Elsevier

Neurocomputing

Volume 171, 1 January 2016, Pages 283-292
Neurocomputing

Linear unsupervised hashing for ANN search in Euclidean space

https://doi.org/10.1016/j.neucom.2015.06.036Get rights and content

Abstract

Approximate nearest neighbors (ANN) search for large scale data has attracted considerable attention due to the fact that large amounts of data are easily available. Recently, hashing has been widely adopted for similarity search because of its good potential for low storage cost and fast query speed. Among of them, when semantic similarity information is available, supervised hashing methods show better performance than unsupervised ones. However, supervised hashing methods need explicit similarity information which is not available in some scenarios. In addition, they have the problems of difficult optimization and time consuming for training, which make them unpracticable to large scale data. In this paper, we propose an unsupervised hashing method – Unsupervised Euclidean Hashing (USEH), which learns and generates hashing codes to preserve the Euclidean distance relationship between data. Specifically, USEH first utilizes Locality-Sensitive Hashing (LSH) to generate pseudo labels; then, it adopts a sequential learning strategy to learn the hash functions, one bit at a time, which can generate very discriminative codes. Moreover, USEH avoids explicitly computing the similarity matrix by decomposing it into the product of a label matrix and its transposition, which makes the training complexity of USEH linear to the size of training samples when the number of training samples is much greater than the dimension of feature. Thus, it can efficiently work on large scale data. We test USEH on two large scale datasets – SIFT1M and GIST1M. Experimental results show that USEH is comparable to state-of-the-art unsupervised hashing methods.

Introduction

In recent years, there has been a massive explosion of data on the web, e.g., images and videos. For such data, we usually need to find the nearest neighbors of a query sample from a given large scale database. However, such databases contain even billions of samples; this requires retrieval methods that should be highly efficient. In addition, besides the infeasibility of exhaustive search problem, storage of the original data is also a problem for such data. To tackle such problems, approximate nearest neighbor (ANN) search techniques have been proposed; especially, hashing based ANN methods have attracted more and more attention. The main idea of hashing for ANN is to learn hash functions for converting high-dimension features into compact binary codes while preserving similarity in original space. By this way, hashing enables large gains in data storage and computation speed for similarity search. Thus, it has become a popular method applied to many communities having large scale data. Especially, for documents/multimedia/cross-modal/multimodal retrieval, hashing has shown its superiority for fast semantic similarity approximate nearest neighbors search [1], [2], [3], [4], [5], [6].

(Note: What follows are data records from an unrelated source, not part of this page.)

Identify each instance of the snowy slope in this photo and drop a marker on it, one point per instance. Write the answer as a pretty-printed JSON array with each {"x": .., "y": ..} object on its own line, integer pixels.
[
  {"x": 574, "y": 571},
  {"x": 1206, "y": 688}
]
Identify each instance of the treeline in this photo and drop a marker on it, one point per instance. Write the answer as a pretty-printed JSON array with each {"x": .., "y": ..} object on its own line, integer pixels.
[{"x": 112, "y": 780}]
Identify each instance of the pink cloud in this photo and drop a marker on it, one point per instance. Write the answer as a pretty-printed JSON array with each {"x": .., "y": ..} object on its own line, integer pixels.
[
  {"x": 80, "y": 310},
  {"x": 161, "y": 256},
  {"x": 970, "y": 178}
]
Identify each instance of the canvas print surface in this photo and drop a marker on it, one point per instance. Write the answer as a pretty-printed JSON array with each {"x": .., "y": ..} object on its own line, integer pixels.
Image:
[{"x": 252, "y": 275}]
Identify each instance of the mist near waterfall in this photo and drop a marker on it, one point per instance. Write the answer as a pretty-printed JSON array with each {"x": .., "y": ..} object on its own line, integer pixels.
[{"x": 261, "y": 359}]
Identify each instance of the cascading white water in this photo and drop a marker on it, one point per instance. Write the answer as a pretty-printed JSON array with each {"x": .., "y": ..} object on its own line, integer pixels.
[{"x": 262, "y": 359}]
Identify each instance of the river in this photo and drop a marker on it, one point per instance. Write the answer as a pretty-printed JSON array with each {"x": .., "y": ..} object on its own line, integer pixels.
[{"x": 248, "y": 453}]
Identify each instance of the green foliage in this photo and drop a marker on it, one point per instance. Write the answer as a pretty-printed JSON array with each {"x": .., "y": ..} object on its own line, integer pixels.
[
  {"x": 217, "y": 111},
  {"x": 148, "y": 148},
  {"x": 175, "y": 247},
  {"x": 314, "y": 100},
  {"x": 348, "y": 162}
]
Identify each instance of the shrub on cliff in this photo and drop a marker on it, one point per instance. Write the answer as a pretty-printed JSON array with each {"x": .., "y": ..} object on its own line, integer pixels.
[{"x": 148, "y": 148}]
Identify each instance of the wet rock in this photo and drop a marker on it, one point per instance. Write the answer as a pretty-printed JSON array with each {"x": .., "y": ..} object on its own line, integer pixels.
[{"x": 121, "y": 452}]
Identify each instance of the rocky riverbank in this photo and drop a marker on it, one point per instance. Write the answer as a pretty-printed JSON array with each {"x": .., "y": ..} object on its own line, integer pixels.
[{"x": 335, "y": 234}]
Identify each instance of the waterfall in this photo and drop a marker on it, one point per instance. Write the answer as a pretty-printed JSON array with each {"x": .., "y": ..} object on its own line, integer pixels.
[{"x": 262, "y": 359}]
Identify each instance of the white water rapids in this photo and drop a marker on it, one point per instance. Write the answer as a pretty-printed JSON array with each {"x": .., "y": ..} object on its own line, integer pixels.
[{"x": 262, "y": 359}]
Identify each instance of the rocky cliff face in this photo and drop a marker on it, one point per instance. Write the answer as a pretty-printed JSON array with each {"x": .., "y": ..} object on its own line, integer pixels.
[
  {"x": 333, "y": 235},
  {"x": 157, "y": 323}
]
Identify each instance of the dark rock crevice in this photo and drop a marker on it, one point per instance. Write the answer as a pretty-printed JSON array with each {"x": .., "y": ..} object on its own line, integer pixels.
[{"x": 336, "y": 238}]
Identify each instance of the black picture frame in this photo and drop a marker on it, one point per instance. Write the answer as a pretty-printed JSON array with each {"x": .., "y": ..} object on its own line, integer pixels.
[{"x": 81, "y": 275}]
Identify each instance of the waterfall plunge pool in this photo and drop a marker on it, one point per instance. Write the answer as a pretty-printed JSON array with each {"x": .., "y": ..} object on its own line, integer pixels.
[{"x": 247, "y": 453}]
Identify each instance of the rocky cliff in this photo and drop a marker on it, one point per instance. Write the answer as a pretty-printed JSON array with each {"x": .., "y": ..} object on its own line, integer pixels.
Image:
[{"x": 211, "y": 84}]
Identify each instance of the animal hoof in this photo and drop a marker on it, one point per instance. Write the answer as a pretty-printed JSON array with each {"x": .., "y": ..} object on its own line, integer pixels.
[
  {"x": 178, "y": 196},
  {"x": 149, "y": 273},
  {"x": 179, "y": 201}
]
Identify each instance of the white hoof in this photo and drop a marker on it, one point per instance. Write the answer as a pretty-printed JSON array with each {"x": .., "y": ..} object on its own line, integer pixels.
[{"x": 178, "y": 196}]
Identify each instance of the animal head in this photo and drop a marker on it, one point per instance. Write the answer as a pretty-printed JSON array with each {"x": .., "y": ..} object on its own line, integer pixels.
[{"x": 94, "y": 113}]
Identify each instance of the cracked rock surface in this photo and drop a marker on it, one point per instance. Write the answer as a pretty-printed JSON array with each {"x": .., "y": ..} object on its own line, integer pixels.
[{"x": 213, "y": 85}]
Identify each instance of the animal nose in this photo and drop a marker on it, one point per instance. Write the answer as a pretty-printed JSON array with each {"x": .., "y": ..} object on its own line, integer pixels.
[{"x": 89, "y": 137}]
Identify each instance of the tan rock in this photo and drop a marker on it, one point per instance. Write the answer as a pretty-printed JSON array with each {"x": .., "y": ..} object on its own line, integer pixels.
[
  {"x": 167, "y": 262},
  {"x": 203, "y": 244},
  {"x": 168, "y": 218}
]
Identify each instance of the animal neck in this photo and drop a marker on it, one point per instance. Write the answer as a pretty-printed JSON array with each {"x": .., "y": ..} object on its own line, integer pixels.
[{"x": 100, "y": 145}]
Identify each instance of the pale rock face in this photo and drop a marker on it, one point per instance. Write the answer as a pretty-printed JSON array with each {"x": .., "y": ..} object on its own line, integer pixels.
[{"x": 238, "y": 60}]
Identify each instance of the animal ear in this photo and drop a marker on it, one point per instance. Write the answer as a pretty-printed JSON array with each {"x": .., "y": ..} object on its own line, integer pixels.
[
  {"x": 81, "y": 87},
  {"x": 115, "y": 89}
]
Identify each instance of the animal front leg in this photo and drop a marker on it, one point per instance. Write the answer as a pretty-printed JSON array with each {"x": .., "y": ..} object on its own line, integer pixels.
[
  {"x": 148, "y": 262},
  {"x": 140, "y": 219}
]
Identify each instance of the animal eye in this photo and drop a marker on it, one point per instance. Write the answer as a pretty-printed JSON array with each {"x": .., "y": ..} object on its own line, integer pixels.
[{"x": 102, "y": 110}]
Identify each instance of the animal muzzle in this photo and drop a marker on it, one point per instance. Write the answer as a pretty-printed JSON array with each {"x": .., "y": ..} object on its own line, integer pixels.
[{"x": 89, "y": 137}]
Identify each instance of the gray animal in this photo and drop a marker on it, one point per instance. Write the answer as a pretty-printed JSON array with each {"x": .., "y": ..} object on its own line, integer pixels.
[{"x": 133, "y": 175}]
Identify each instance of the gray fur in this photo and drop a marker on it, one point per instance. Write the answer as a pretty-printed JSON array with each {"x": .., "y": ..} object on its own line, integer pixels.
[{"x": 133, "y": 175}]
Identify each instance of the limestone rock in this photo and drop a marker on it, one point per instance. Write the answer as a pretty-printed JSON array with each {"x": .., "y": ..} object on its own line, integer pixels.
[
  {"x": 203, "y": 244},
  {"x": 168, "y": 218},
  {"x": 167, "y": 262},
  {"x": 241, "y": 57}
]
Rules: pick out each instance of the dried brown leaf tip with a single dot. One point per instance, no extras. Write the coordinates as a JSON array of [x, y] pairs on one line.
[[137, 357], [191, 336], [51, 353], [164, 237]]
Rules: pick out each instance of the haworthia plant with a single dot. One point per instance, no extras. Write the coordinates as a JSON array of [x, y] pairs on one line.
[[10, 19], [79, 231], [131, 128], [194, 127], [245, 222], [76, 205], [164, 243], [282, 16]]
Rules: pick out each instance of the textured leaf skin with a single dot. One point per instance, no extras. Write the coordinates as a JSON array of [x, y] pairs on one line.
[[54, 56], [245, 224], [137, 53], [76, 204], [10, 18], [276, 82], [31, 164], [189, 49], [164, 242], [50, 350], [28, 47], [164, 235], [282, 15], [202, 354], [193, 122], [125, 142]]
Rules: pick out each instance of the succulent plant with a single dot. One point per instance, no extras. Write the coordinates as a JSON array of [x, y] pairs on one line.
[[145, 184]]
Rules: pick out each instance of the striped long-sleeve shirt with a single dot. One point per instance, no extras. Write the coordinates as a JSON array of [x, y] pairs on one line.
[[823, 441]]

Generally, exiting hashing methods can be divided into three main categories: unsupervised hashing, semi-supervised hashing and supervised hashing. Unsupervised hashing only uses unlabeled data to generate binary codes. In this paradigm, Locality-Sensitive Hashing (LSH) [7] is a well-known method, especially in computer vision. The basic idea of LSH is to compute randomized hash functions that guarantee a high probability of collision for similar samples. It offers probabilistic guarantees of retrieving items within (1+ϵ) times the optimal similarity, with sub-linear query time with respect to the number of samples in database [8], [9].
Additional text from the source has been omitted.